The United Nations has said that the volatile West African nation once divided in two faces a real risk of return to civil war but Guillaume Soro told reporters that the country is already at this point — "indeed in a civil war situation."
"This is what`s at stake: Either we assist in the installation of democracy in Ivory Coast or we stand by indifferent and allow democracy to be assassinated," Soro said at a news conference.
The United Nations declared Alassane Ouattara the winner of Ivory Coast`s long-delayed presidential vote, endorsing the announcement by the country`s electoral commission. But incumbent leader Laurent Gbagbo has refused to step aside now for more than a month.
West African leaders have said they are prepared to use military force to push Gbagbo out, but are giving negotiations more time for now.
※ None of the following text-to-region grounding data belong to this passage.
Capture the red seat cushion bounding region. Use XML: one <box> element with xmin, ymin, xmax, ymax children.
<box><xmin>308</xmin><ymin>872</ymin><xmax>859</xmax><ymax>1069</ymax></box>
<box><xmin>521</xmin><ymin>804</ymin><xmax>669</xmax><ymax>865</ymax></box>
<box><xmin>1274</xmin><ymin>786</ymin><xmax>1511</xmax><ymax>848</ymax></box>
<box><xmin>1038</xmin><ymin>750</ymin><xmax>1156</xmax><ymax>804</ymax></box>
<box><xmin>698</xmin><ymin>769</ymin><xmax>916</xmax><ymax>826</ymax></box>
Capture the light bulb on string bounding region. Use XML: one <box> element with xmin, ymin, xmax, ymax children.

Gbagbo points to Ivory Coast`s constitutional council, which declared him president after throwing out more than half a million votes from Ouattara strongholds. The council cited violence and intimidation toward Gbagbo supporters that invalidated the results. The top U.N. envoy in Ivory Coast has disputed that assessment.
Soro told reporters that if Gbagbo steps aside by midnight, "he will be guaranteed all the privileges of a former head of state." Gbagbo already has rebuffed a high-level delegation of West African leaders who paid him two personal visits, and shows no signs he plans to go.
"All dictators are alike and all dictators will not negotiate their departure — they are made to leave," Soro said. "For the time being we are letting diplomacy do its work but when the time comes, each of us will assume our responsibilities."
Soro was appointed prime minister under Ouattara`s government, which has been holed up in a hotel under U.N. protection despite its widespread international recognition. Soro, a former rebel leader from the north, served in a coalition government with Gbagbo but is now aligned with Ouattara.
Ivory Coast was divided in two by a 2002-2003 civil war, and the long-delayed presidential election was intended to help reunify the nation. However, tensions over the disputed outcome have sparked violence. The United Nations has confirmed 173 deaths, though Gbagbo supporters say 36 of those were security forces killed by protesters.